Scholars typically are pleased when the Supreme Court cites them in a landmark opinion. Not Laurence Tribe, professor emeritus at Harvard Law School, whose 1973 critique of Roe v. Wade features prominently in Justice Samuel Alito’s Friday opinion overruling precedents that recognized women’s constitutional right to an abortion.
Justice Alito quotes Mr. Tribe as writing that “even if there is a need to divide pregnancy into several segments with lines that clearly identify the limits of governmental power, ‘interest-balancing’ of the form the Court pursues fails to justify any of the lines actually drawn.”
That and other references to Mr. Tribe could suggest “that something I said was supportive of Alito’s conclusion that Roe was ‘egregiously wrong,’” the professor said Saturday. “On the contrary, I was defending it as eminently right.”
Mr. Tribe was one of several liberal scholars who criticize Justice Harry Blackmun’s Roe opinion for failing to adequately justify some of its conclusions, particularly in setting fetal viability as the point where power over pregnancy shifts from the woman to the state.
But Mr. Tribe’s 53-page 1973 Harvard Law Review article agreed that the Constitution does protect women’s right to early abortions, and went on to argue for a broader doctrine to clarify which kinds of decisions should be left to the individual rather than the state.
Like the “political question” doctrine that directs certain decisions to the elected branches, Mr. Tribe wrote, the court could recognize a “personal question” doctrine reflecting that “some types of choices ought to be remanded, on principle, to private decision makers unchecked by substantive governmental control.”
Mr.

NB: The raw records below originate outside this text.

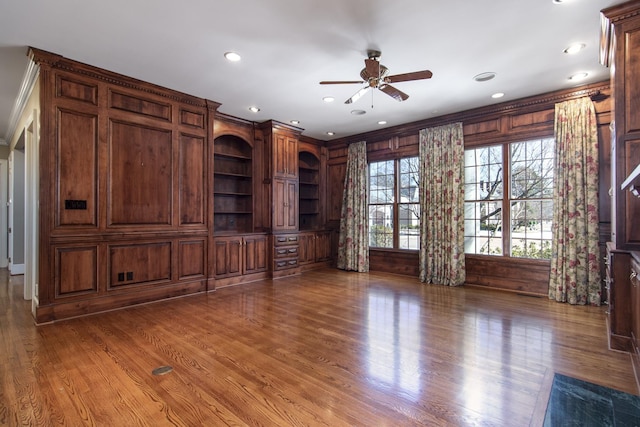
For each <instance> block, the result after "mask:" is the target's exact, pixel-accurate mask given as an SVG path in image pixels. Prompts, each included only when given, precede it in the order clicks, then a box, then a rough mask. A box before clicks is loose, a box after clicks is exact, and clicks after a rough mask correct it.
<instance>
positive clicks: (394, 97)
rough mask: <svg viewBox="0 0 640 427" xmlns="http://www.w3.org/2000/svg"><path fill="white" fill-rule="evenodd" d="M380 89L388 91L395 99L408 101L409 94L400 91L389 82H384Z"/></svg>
mask: <svg viewBox="0 0 640 427" xmlns="http://www.w3.org/2000/svg"><path fill="white" fill-rule="evenodd" d="M378 89H380V90H381V91H383V92H384V93H386V94H387V95H389V96H390V97H392V98H393V99H395V100H396V101H406V100H407V98H409V95H407V94H406V93H404V92H402V91H399V90H398V89H396V88H395V87H393V86H391V85H388V84H383V85H381V86H380V87H379V88H378Z"/></svg>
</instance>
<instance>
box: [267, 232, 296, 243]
mask: <svg viewBox="0 0 640 427" xmlns="http://www.w3.org/2000/svg"><path fill="white" fill-rule="evenodd" d="M273 244H274V246H287V245H288V246H291V245H297V244H298V235H297V234H278V235H275V236H273Z"/></svg>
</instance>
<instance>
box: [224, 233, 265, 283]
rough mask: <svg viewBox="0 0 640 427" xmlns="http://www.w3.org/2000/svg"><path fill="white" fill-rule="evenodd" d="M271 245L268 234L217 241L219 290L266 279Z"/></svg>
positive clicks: (247, 236) (232, 238)
mask: <svg viewBox="0 0 640 427" xmlns="http://www.w3.org/2000/svg"><path fill="white" fill-rule="evenodd" d="M268 245H269V239H268V236H267V235H266V234H246V235H234V236H218V237H215V238H214V251H215V255H214V257H215V278H216V288H219V287H223V286H228V285H231V284H236V283H240V282H244V281H248V280H257V279H260V278H264V277H266V272H267V271H268V269H269V261H268V256H267V254H268Z"/></svg>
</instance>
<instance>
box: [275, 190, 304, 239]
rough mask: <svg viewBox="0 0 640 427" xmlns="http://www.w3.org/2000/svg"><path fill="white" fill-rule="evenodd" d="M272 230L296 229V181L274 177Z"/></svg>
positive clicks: (297, 211) (296, 192) (289, 229)
mask: <svg viewBox="0 0 640 427" xmlns="http://www.w3.org/2000/svg"><path fill="white" fill-rule="evenodd" d="M273 230H274V231H296V230H298V181H297V180H292V179H282V178H274V180H273Z"/></svg>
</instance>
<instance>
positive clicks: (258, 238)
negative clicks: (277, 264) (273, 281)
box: [244, 235, 268, 274]
mask: <svg viewBox="0 0 640 427" xmlns="http://www.w3.org/2000/svg"><path fill="white" fill-rule="evenodd" d="M244 249H245V254H244V256H245V258H244V260H245V262H244V273H245V274H249V273H258V272H260V271H266V270H267V267H268V265H267V249H268V241H267V236H262V235H261V236H245V238H244Z"/></svg>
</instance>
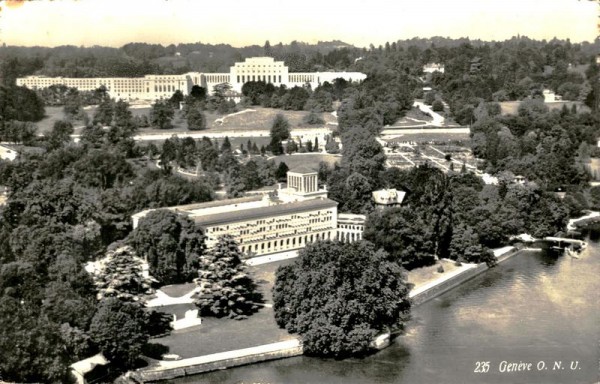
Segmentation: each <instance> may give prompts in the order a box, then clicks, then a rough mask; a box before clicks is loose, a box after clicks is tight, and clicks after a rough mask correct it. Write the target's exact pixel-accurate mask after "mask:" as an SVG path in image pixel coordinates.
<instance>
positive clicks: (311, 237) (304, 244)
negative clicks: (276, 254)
mask: <svg viewBox="0 0 600 384" xmlns="http://www.w3.org/2000/svg"><path fill="white" fill-rule="evenodd" d="M326 239H331V232H325V233H317V234H314V235H310V236H308V235H306V236H297V237H293V238H291V239H289V238H288V239H281V240H274V241H267V242H263V243H260V244H250V245H243V246H242V248H241V250H242V252H244V253H246V252H253V253H263V252H265V251H267V252H271V251H280V250H283V249H286V248H287V249H289V248H296V247H297V246H298V247H299V246H302V245H303V244H304V245H306V244H308V243H312V242H313V241H319V240H326Z"/></svg>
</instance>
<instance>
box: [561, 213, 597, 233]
mask: <svg viewBox="0 0 600 384" xmlns="http://www.w3.org/2000/svg"><path fill="white" fill-rule="evenodd" d="M599 216H600V212H590V214H588V215H585V216H583V217H578V218H577V219H571V220H569V223H568V224H567V231H576V230H577V226H575V223H577V222H579V221H583V220H588V219H591V218H594V217H599Z"/></svg>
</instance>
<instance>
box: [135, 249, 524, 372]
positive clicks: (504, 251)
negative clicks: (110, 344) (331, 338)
mask: <svg viewBox="0 0 600 384" xmlns="http://www.w3.org/2000/svg"><path fill="white" fill-rule="evenodd" d="M524 250H527V248H524V249H519V248H516V247H513V246H510V247H504V248H501V249H500V250H497V251H498V254H496V252H495V256H496V259H497V264H498V265H499V264H501V263H503V262H505V261H506V260H509V259H511V258H513V257H514V256H516V255H519V254H521V252H522V251H524ZM466 266H467V268H464V269H461V270H458V271H452V272H448V274H447V275H442V276H440V277H439V278H437V279H435V280H432V281H430V282H428V283H426V284H423V285H421V286H420V287H417V288H413V289H412V290H411V292H410V293H409V297H410V298H411V300H412V301H413V304H412V306H413V307H417V306H419V305H421V304H423V303H425V302H427V301H429V300H431V299H433V298H435V297H438V296H439V295H441V294H443V293H445V292H447V291H449V290H451V289H453V288H456V287H458V286H459V285H461V284H463V283H465V282H467V281H469V280H471V279H473V278H475V277H476V276H479V275H481V274H482V273H484V272H485V271H487V270H488V269H489V267H488V266H487V265H486V264H485V263H480V264H466ZM301 355H303V349H302V344H301V342H300V339H299V337H294V336H290V339H289V340H286V341H283V342H277V343H271V344H265V345H259V346H256V347H251V348H244V349H239V350H233V351H227V352H220V353H214V354H209V355H204V356H196V357H191V358H187V359H182V360H176V361H164V360H159V363H158V364H159V365H158V366H153V367H147V368H140V369H138V370H136V371H130V372H128V373H127V374H126V377H127V379H128V380H129V381H130V382H135V383H147V382H159V381H164V380H170V379H174V378H177V377H184V376H189V375H195V374H199V373H205V372H210V371H216V370H221V369H227V368H233V367H238V366H243V365H249V364H254V363H259V362H263V361H269V360H278V359H284V358H288V357H295V356H301Z"/></svg>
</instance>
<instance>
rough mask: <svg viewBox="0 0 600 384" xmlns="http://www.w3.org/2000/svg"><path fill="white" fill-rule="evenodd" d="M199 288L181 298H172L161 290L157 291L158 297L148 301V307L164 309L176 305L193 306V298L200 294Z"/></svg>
mask: <svg viewBox="0 0 600 384" xmlns="http://www.w3.org/2000/svg"><path fill="white" fill-rule="evenodd" d="M198 290H199V287H196V288H194V289H192V290H191V291H190V292H188V293H186V294H185V295H183V296H180V297H171V296H169V295H167V294H166V293H164V292H163V291H161V290H160V289H159V290H157V291H156V297H155V298H154V299H151V300H148V301H147V302H146V307H148V308H152V307H163V306H165V305H175V304H191V303H193V302H194V299H193V298H192V296H193V295H194V294H195V293H196V292H198Z"/></svg>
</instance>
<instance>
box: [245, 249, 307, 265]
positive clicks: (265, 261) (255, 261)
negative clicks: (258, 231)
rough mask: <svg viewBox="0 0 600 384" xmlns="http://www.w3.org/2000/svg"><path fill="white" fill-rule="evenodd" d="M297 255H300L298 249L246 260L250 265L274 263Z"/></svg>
mask: <svg viewBox="0 0 600 384" xmlns="http://www.w3.org/2000/svg"><path fill="white" fill-rule="evenodd" d="M295 257H298V250H295V251H287V252H280V253H273V254H271V255H266V256H259V257H253V258H251V259H247V260H245V261H244V262H245V263H246V264H248V265H261V264H267V263H272V262H274V261H281V260H287V259H293V258H295Z"/></svg>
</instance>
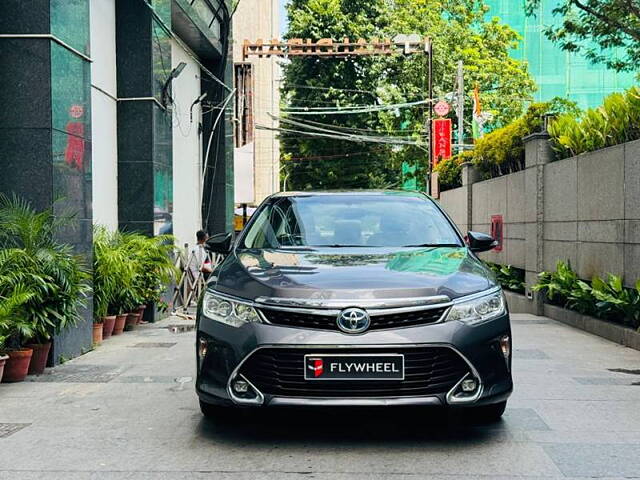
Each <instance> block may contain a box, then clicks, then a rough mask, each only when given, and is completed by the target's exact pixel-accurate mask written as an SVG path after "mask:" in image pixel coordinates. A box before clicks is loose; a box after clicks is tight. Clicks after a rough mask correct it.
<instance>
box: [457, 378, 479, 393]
mask: <svg viewBox="0 0 640 480" xmlns="http://www.w3.org/2000/svg"><path fill="white" fill-rule="evenodd" d="M460 387H462V391H463V392H466V393H471V392H473V391H475V389H476V388H477V387H478V383H477V382H476V380H475V379H474V378H468V379H466V380H463V381H462V384H461V385H460Z"/></svg>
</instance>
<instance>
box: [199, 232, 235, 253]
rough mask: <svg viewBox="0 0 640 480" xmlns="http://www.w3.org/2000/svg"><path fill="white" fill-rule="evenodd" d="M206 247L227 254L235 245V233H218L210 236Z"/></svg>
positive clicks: (207, 240) (205, 247)
mask: <svg viewBox="0 0 640 480" xmlns="http://www.w3.org/2000/svg"><path fill="white" fill-rule="evenodd" d="M205 245H206V246H205V248H206V249H207V250H209V251H210V252H213V253H221V254H223V255H226V254H227V253H229V252H230V251H231V247H232V246H233V233H217V234H215V235H212V236H211V237H209V240H207V243H206V244H205Z"/></svg>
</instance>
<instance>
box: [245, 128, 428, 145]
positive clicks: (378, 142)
mask: <svg viewBox="0 0 640 480" xmlns="http://www.w3.org/2000/svg"><path fill="white" fill-rule="evenodd" d="M256 129H257V130H269V131H275V132H285V133H296V134H300V135H306V136H310V137H324V138H333V139H337V140H345V141H349V142H358V143H386V144H390V145H413V146H416V147H418V148H423V147H422V145H421V144H420V143H419V142H416V141H412V140H402V139H386V138H380V137H368V136H366V135H348V134H340V135H338V134H330V133H323V132H318V131H316V132H310V131H308V130H296V129H291V128H277V127H268V126H266V125H260V124H256Z"/></svg>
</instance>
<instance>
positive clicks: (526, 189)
mask: <svg viewBox="0 0 640 480" xmlns="http://www.w3.org/2000/svg"><path fill="white" fill-rule="evenodd" d="M523 141H524V146H525V215H524V219H525V257H526V258H525V281H526V295H527V296H528V297H529V298H530V299H532V301H533V311H532V313H534V314H536V315H542V314H543V311H544V302H543V297H542V295H541V294H540V293H538V292H533V291H532V290H531V287H532V286H533V285H535V284H536V283H537V280H538V273H540V272H541V271H543V269H544V263H543V258H544V257H543V253H544V166H545V165H546V164H547V163H549V162H550V161H551V160H552V159H553V151H552V149H551V146H550V144H549V135H548V134H547V133H534V134H532V135H529V136H528V137H525V138H524V139H523Z"/></svg>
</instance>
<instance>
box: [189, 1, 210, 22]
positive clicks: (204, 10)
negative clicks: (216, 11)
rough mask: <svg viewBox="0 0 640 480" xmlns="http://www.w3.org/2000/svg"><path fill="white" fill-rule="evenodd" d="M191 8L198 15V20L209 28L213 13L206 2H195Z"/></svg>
mask: <svg viewBox="0 0 640 480" xmlns="http://www.w3.org/2000/svg"><path fill="white" fill-rule="evenodd" d="M193 8H194V9H195V11H196V12H197V13H198V16H199V17H200V19H201V20H202V21H203V22H204V24H205V25H207V26H209V24H210V23H211V20H213V16H214V15H213V12H212V11H211V9H210V8H209V6H208V5H207V2H205V1H204V0H196V1H195V2H194V3H193Z"/></svg>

Tribe said he suspected the conservative Justice Alito was being puckish in citing prominent liberal scholars—Friday’s opinion mentions a few others as well—in a decision rescinding the right to an abortion they support.
“Perhaps it gives him a kick to say something that might embarrass me,” Mr. Tribe said, or at least that helps discredit Justice Blackmun’s highly disputed Roe opinion.
Mr. Tribe said he opposes Friday’s decision in Dobbs v. Jackson Women’s Health Organization and supports the Roe opinion it overturned.
“The fact that hundreds of people have come up with better ways of explaining the obvious conclusion that women own their own bodies cannot undermine the correctness of the original decision,” he said.